Use of Lard, Food Grade Propylene Glycol, and Polysaccharides in Infused Nets to Control Tyrophagus putrescentiae (Schrank; Sarcoptiformes: Acaridae) Infestation on Dry Cured Hams

Tyrophagus putrescentiae (Schrank) is controlled in the U.S. dry cured ham industry with methyl bromide (MB) fumigation. However, MB fumigation is being phased out of use since it is an ozone depleting substance. The objective of this research was to evaluate ham nets that were infused with lard, propylene glycol (PG) and polysaccharide coating for their efficacy at controlling mite infestations on dry cured ham cubes from hams that were aged for 4 to 6 mo. Results indicated that fewer T. putrescentiae (P < 0.05) were on ham cubes with treated nets containing PG when compared to the number of mites on ham cubes with untreated nets over 10 wk of storage. Lard infused nets without PG did not decrease the mite population (P > 0.05). The net without coating slowed the growth and reproduction of T. putrescentiae since net controls had fewer mites (P < 0.05) than controls without nets. Fungi were not present on ham cubes that were treated with PG-containing nets over 10 wk of storage with a few exceptions. In conclusion, lard and xanthan gum, or carrageenan + propylene glycol alginate treated nets containing the medium concentration of PG effectively inhibited mite reproduction and fungal growth on dry cured ham and could potentially be used in an integrated pest management program to control mites on dry cured hams.

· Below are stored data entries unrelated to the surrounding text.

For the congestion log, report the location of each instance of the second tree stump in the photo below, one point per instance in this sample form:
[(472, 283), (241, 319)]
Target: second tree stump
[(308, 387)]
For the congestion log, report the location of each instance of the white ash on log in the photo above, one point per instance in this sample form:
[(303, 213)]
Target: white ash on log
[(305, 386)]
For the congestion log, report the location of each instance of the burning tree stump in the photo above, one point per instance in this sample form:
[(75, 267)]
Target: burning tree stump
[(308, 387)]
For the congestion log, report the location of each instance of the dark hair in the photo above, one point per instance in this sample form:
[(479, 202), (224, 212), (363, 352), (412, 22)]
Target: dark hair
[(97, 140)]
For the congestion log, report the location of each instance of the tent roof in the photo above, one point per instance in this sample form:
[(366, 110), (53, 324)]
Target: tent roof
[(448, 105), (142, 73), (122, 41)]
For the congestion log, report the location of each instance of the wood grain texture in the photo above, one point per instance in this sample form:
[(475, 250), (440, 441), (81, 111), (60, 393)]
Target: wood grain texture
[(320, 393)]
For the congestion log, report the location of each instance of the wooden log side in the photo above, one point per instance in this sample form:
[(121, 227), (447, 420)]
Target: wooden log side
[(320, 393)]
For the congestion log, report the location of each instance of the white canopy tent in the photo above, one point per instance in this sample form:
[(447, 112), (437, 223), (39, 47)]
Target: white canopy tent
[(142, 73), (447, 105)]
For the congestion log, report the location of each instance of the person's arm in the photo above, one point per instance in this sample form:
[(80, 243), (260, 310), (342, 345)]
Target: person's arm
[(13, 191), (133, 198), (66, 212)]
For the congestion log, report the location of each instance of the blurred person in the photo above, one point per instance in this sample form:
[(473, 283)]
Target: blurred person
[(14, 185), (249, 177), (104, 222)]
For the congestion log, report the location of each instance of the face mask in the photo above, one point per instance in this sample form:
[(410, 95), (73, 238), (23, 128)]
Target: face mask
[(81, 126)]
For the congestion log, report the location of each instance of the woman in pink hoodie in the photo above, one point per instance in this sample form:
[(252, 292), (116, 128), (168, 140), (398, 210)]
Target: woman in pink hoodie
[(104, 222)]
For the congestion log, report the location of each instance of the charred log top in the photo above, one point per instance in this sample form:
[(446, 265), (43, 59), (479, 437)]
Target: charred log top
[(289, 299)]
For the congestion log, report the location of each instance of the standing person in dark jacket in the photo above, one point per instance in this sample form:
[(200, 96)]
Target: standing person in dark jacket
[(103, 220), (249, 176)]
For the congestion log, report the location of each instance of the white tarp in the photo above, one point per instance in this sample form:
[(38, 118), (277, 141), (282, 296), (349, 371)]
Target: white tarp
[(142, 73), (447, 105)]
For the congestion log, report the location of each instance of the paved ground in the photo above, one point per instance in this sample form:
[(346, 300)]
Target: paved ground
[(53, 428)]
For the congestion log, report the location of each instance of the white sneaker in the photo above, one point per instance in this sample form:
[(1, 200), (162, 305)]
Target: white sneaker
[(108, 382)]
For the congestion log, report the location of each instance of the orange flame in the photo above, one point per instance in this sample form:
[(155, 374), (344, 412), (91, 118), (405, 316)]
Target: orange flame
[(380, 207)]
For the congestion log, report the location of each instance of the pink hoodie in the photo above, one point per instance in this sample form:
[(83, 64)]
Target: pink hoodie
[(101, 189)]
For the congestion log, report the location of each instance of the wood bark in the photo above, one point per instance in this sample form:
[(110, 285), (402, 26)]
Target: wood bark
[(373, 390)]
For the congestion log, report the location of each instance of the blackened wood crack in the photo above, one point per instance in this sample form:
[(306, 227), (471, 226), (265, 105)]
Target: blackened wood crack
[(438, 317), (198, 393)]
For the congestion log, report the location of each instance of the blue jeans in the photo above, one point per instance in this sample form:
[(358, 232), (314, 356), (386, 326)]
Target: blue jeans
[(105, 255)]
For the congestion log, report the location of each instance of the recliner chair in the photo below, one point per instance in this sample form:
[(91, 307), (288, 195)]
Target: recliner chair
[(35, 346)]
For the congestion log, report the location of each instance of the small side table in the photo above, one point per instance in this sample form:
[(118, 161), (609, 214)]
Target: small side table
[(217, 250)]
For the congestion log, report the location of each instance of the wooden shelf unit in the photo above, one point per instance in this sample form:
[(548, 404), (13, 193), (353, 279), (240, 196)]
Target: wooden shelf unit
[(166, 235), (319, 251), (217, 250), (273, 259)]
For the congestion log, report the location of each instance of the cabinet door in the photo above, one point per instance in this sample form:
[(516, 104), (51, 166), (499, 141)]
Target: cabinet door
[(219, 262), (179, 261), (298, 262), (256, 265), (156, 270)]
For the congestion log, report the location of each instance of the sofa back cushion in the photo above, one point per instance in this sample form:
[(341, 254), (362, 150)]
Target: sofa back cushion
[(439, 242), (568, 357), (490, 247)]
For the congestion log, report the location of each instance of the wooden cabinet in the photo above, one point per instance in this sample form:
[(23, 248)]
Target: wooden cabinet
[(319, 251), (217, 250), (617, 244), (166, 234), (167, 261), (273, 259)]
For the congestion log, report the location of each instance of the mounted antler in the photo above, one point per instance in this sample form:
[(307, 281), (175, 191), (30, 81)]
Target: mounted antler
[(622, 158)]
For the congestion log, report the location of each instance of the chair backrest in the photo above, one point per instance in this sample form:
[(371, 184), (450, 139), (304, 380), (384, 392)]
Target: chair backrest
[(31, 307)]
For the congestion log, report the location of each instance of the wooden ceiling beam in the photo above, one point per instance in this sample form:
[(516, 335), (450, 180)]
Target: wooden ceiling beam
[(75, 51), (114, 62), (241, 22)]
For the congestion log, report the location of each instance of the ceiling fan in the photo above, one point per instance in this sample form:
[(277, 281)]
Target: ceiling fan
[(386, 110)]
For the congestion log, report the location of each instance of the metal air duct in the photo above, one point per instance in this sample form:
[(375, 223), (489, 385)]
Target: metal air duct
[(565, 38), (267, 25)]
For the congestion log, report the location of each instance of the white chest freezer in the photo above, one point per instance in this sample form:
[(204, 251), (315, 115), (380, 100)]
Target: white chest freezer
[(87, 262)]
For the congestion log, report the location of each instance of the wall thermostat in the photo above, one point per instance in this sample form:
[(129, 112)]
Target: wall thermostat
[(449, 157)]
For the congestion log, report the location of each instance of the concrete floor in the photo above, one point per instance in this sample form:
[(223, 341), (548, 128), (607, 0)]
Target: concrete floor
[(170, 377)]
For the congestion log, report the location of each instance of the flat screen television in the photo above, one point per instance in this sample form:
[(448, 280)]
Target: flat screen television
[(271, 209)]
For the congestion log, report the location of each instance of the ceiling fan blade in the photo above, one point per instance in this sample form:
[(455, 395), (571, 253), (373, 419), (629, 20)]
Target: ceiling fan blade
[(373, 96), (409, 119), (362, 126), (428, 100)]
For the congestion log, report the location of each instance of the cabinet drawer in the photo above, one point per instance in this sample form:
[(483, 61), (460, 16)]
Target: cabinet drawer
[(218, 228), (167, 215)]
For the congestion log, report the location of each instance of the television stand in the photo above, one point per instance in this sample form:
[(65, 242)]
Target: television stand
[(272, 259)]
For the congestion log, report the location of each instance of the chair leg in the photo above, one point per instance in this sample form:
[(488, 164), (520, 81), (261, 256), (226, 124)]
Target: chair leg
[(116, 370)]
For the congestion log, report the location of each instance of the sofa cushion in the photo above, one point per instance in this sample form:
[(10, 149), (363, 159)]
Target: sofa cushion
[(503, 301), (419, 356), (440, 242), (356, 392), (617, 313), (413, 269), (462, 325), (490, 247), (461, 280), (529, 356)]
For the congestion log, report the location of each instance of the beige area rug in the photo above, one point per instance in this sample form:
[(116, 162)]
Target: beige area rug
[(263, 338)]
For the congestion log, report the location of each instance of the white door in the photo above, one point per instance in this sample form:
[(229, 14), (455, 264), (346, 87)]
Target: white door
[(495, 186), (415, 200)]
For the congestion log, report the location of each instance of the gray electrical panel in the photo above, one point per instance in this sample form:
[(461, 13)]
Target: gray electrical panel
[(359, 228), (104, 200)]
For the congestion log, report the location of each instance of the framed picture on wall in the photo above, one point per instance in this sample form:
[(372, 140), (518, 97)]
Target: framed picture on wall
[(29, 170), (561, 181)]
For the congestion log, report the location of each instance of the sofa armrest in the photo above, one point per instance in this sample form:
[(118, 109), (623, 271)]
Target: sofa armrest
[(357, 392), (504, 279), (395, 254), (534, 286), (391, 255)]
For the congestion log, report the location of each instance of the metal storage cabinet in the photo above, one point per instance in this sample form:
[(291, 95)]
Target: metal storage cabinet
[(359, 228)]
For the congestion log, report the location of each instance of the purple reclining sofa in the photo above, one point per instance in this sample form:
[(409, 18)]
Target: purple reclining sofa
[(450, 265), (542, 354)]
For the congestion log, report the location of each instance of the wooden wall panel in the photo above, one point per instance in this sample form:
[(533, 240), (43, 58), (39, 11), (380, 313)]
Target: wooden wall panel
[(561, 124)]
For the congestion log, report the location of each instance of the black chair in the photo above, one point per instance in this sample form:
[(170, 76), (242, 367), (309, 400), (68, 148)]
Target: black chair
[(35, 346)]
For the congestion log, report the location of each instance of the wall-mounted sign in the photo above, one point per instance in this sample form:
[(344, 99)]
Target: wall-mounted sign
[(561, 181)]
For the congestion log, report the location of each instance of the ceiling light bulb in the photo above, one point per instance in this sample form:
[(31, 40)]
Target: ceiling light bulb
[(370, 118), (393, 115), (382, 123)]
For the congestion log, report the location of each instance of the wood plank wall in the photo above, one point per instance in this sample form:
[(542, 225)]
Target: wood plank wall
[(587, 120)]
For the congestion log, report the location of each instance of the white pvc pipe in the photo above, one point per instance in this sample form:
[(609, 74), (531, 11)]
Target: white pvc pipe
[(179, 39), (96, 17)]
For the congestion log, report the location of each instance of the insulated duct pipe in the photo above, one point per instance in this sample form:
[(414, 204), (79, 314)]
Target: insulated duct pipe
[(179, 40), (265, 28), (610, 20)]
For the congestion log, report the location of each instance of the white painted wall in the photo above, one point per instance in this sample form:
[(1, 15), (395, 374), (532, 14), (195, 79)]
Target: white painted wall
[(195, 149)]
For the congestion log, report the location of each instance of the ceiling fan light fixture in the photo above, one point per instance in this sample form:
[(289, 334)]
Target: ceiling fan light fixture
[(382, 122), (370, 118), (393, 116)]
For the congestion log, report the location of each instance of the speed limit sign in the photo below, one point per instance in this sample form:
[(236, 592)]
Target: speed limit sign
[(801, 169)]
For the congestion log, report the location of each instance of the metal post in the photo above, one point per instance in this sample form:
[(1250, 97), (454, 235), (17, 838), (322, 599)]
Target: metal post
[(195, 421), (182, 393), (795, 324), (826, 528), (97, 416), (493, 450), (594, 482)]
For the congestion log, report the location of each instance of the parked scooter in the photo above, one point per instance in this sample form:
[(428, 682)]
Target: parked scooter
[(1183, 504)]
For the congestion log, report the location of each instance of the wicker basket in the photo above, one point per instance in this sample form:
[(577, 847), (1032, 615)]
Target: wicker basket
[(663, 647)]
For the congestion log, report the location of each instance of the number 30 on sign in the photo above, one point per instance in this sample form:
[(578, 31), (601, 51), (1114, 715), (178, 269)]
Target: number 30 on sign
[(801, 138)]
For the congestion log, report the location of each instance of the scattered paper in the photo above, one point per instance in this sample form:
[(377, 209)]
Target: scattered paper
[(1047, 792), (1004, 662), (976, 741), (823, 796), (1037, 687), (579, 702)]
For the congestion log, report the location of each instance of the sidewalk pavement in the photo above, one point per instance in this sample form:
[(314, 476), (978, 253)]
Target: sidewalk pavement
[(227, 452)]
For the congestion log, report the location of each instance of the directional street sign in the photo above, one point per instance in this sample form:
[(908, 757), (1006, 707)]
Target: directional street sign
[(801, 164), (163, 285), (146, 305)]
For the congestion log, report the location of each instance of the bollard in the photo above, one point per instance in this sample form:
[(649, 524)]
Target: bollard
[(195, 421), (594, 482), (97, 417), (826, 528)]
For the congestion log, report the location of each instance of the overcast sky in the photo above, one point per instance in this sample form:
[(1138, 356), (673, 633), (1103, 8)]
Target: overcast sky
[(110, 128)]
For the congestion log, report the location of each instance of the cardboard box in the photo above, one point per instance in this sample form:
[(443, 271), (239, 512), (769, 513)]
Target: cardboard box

Application of Food-Grade Ingredients to Nets for Dry Cured Hams to Control Mite Infestations

Infestations of Tyrophagus putrescentiae (Schrank; Sarcoptiformes: Acaridae), known as the ham mite, may occur on dry cured hams during the aging process. The fumigant methyl bromide is currently used to control mite infestations, but it will eventually not be available for use since it contributes to the depletion of the ozone layer. The use of ham nets treated with xanthan gum, carrageenan, propylene glycol alginate, and propylene glycol food-grade ingredients on mite orientation to or oviposition on treated or untreated ham cubes, and mite reproduction and population growth over a 10-wk period was evaluated. Behavioral tests indicated that more than 95% of the mites oriented to the ham cubes that were wrapped in untreated nets when compared to treated nets and no eggs were laid on the latter. The reproduction assays demonstrated that there were fewer (P < 0.05) T. putrescentiae produced over a 2-wk period on ham cubes covered with both gum and propylene glycol treated nets, when compared to the untreated or gum-only treated nets over the 10-wk storage period of the experiment. Medium and high concentrations of propylene glycol treatments showed the lowest reproductive rates of mites. No more than 4 mites could be found on each of these treatments in comparison to 200 to 300 mites that were recorded on the untreated hams. This study demonstrated efficacy of using the nets treated with food-grade ingredients during ham aging to control mite infestations on a laboratory scale. Further research will be conducted to determine the effectiveness of the same treated nets on whole hams in commercial aging rooms.